Coral Gables Residents May Face An Upto 19 Property Tax Rate Hike To Help Balance Budget
Written by Jacquelyn Weiner on July 9, 2009
By Jacquelyn Weiner
Coral Gables residents could be hit with an up-to 19% increase in property tax rates in the upcoming fiscal year to balance the city’s budget.
The city’s current tax rate, 5.25, is to face an increase to at least 5.69 — and possibly as high as 6.25, depending on financial steps the city takes over the next few months, City Manager Patrick Salerno said in his budget summary to commissioners.
"We will continue to monitor events and make necessary adjustments as 2010 unfolds," he wrote.
Mr. Salerno did not respond to interview requests.
It could be necessary to add up to .4 mils to the proposed new base of 5.69 mils to generate $4.8 million to "replace the loss of estimated revenues or increases in budgeted expenditures" after tweaks to the budget, Mr. Salerno wrote.
An additional increase of .16 mils to generate an added $1.9 million could be necessary in the event of a "possible non-payment of the rent and fees under the Biltmore Hotel lease and Biltmore Golf Course Management Agreement," according to the summary.
With those issues yet to be resolved, commissioners can only consider their options.
Among the most drastic proposed by the manager: a full percentage-point jump in the tax rate.
However, an additional increase to the millage is "pretty much the last thing" the city will do to buoy the budget, said Don Nelson, city finance director.
"We would possibly have to adjust in other areas," Mr. Nelson said.
The commissioners were to have their first public crack at the numbers at a budget workshop this week.
Commissioners must agree on a tax rate and submit it to the county for distribution to residents in the annual Truth in Millage, or TRIM, notice.
From there, commissioners can later lower the rate but cannot raise it.
Two hearings are to be held in September before the final budget is adopted.
The proposed budget is usually approved with only minor changes, Mr. Nelson said.
This year, he said, it’s even more important that the budget stick as close to the proposal as possible.
"This is such a difficult budget, and there’s so many components … I hope that it would be approved as recommended," Mr. Nelson said.
Based on a 5.69 millage, projected revenue is estimated to rise by $12.7 million, from fiscal 2009’s $137.5 million to a projected $150.2 million for fiscal 2010, according to the summary.
This increase is mostly due to anticipated capital-improvements grants of $3.5 million to be received in 2009-2010, $6.2 million in new debt proceeds, and an unanticipated $1.3 million more in property tax revenue, according to the statement.
Without those grants and debt-service proceeds, the city’s financial situation could have been much worse, Mr. Nelson said.
"The proceeds and grants are capital," Mr. Nelson said. "If you took the capital out, you’d have a huge decrease in our budget."
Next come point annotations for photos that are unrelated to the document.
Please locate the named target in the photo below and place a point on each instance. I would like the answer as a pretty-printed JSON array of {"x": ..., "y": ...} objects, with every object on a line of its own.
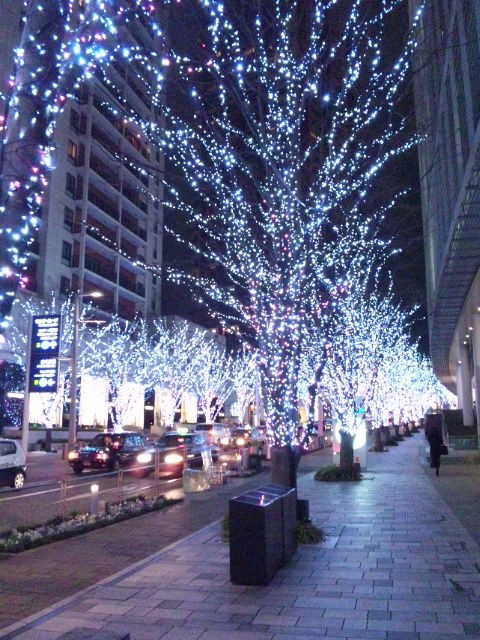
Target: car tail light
[
  {"x": 144, "y": 457},
  {"x": 173, "y": 458}
]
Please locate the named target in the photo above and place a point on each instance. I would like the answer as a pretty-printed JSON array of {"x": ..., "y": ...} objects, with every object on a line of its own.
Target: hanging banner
[{"x": 44, "y": 352}]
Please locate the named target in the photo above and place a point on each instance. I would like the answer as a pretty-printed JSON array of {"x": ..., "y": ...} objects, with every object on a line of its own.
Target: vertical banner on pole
[{"x": 44, "y": 352}]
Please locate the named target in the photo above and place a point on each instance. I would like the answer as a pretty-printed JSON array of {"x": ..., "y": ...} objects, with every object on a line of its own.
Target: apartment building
[
  {"x": 101, "y": 225},
  {"x": 447, "y": 94}
]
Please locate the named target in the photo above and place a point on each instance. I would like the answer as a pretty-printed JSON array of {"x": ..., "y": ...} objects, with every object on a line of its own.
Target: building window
[
  {"x": 67, "y": 253},
  {"x": 72, "y": 151},
  {"x": 70, "y": 185},
  {"x": 74, "y": 120},
  {"x": 68, "y": 217},
  {"x": 65, "y": 287}
]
And although the unexpected increase in property tax revenue "represents a portion of the value of new construction," the city still faced drops in its property values, according to the manager’s summary.
The gross taxable value in Coral Gables fell 8.4%, or $1.1 billion, from last year’s $13.4 billion, bringing the 2009 total before new construction to $12.3 billion, Mr. Salerno wrote.
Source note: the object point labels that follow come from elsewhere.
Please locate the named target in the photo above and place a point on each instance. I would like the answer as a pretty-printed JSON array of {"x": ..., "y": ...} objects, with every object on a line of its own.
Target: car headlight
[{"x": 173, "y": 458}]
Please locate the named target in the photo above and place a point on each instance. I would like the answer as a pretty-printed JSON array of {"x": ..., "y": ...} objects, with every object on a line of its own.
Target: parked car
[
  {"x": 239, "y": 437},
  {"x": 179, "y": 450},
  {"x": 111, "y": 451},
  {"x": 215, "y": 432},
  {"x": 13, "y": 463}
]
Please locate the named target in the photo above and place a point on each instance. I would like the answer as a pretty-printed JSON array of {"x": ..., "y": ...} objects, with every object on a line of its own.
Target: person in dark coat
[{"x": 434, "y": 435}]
Softening the blow, new construction adds $321 million.
Even with the boost, this represents the city’s "first property value decrease since 1992 as a result of Hurricane Andrew," although it’s a smaller hit than expected, he wrote.
While grants and bonds added revenue, other revenue streams are down.
"Revenues in general are down in pretty much everything," Mr. Nelson said. "If you really look, there’s a huge reduction in operating costs."
In total, the city projects $150.5 million in expenditures in the upcoming year, up $880,012 from $149.6 million budgeted in 2008-2009.
But operating expenditures are to be cut by $8.8 million, from $138.7 million in 2008-2009 to $129.9 million.
The largest cuts are to be to salary, a nearly $4.4 million trim from the last fiscal year, followed by overtime and employee benefits.
Although these cuts to personnel costs are aimed at retaining employees, 43 full-time positions and 16 part-time posts are to be eliminated, the manager’s summary says.
"This was necessary to offset, among other factors, a significant decline in revenues attributed to the current economic conditions."